Rituelle Mißhandlungen stellen das äußerste Ende des Spektrums an emotionaler, sexueller und körperlicher Mißhandlung dar. Sakheim & Devine sprechen sich dafür aus, Unterschiede je nach Schweregrad der (rit.) Mißhandlung und des Kontexts der rit. Mißhandlung zu machen. Zufälliger, gelegentlicher, bewußter, sanktionierter und religiös motivierte rit. Mißhandlung haben demnach je unterschiedliche Auswirkungen. "Rituelle Mißhandlung" stellt die schwerste Form von Mißhandlung dar, insbesondere in Form wiederholter Traumatisierungen - wie es meist der Fall ist. Der Kontext ließe sich dann z.B. so beschreiben: Die Klientin wurde rituell mißhandelt
  • bei einer Zeremonie eines Satanskults,
  • von einem multidimensionalen Kinderprostitutionsring;
  • von einem psychotischen Verwandten;
  • etc,
Es empfiehlt sich, den Schilderungen der KlientInnen gegenüber sowohl wissenschaftlich-skeptisch als auch therapeutisch-empathisch zu begegnen. Sowohl die Hysterie der Überreaktion zu vermeiden, als auch die Verleugnungsmechanismen, die unweigerlich ausgelöst werden, wenn wir mit solch entsetzlichem Erinnerungsmaterial konfrontiert werden. Sakheim & Devine erinnern daran, daß wir trotz der langen Evolutionsgeschichte zwischenmenschlicher Gewalt und trotz unseres psychologischen Verständnisses der posttraumatischen Streßreaktion dazu neigen, den meisten Opfern nicht zu glauben; ähnlich wie wir es noch vor Jahren vorzogen, den Schilderungen sexueller Mißhandlungen in der Familie keinen Glauben zu schenken. Denn dieses Wissen schmerzt, insbesondere, wenn es darum geht, Überlebende willkürlich ausgeübter sadistischer Folterungen zu begleiten.

Andererseits heißt das nicht, wir sollten jedes Wort der KlientIn für bare Münze nehmen. Denn:

Die Wahrnehmungen eines Menschen, insbesondere eines kleinen Kindes, das gefoltert, verwirrt, unter Drogen gesetzt und terrorisiert wird, werden verzerrt.
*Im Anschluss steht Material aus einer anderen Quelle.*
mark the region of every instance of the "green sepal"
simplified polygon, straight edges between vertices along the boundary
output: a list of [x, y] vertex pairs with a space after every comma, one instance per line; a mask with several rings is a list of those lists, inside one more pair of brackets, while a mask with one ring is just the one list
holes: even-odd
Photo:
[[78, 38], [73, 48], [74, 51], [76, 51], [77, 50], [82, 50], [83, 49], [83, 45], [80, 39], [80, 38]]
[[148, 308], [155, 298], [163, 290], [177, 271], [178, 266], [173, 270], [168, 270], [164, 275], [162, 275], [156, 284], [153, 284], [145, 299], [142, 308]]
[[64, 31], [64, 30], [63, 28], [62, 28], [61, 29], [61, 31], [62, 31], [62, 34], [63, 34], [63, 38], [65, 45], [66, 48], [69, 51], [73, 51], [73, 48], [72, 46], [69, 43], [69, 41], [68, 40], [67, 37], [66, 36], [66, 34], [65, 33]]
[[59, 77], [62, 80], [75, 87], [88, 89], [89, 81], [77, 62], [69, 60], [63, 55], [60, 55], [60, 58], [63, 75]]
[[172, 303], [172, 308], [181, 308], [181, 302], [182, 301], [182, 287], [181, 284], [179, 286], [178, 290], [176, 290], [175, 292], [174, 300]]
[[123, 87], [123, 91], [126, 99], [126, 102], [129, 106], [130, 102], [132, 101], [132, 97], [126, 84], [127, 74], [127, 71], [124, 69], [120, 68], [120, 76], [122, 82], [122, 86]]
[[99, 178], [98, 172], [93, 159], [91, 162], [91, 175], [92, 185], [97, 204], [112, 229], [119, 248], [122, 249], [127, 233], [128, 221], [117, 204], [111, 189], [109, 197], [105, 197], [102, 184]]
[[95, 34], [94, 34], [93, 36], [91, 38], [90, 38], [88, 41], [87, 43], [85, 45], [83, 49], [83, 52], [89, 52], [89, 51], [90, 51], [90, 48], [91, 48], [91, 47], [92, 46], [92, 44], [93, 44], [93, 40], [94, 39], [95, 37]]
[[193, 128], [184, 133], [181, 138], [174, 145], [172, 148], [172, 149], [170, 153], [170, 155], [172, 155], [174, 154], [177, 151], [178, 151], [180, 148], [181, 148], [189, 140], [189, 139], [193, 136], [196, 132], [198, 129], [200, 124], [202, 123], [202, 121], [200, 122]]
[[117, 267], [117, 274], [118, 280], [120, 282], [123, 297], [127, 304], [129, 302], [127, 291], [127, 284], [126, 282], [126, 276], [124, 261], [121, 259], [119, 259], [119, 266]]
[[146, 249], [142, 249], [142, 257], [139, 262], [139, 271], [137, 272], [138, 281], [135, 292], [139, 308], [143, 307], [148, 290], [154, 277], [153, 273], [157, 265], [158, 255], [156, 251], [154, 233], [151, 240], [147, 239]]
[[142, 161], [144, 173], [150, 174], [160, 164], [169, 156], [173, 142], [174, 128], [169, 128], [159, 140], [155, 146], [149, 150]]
Dies ist besonders dann der Fall, wenn eine Überlebende sich Jahrzehnte nach dem Ereignis zum ersten Mal daran zu erinnern versucht.

Die Rolle der TherapeutIn besteht vor allem darin, ggf. festzustellen, daß die posttraumatischen Streßreaktionen der Klientin auf eine Lebensgeschichte verweisen, die exploriert werden sollte, wobei die TherapeutIn die Klientin begleitet. Sie sollte sich auf keine der beiden in der Klientin zwangsläufig vorhandenen Seiten ziehen lassen - weder auf die Seite des "Es muß so und nicht anders gewesen sein", noch auf die des "Das habe ich mir nur ausgedacht". Denn es wird allein die Klientin sein, die zwischen Zweifel und Unsicherheit auf der einen und dem Wahrheitsempfinden auf der anderen Seite sortiert und sich jeweils dafür entscheidet, was sie für wahr hält - wobei dies sich mit der Zeit auch mehrfach ändern kann.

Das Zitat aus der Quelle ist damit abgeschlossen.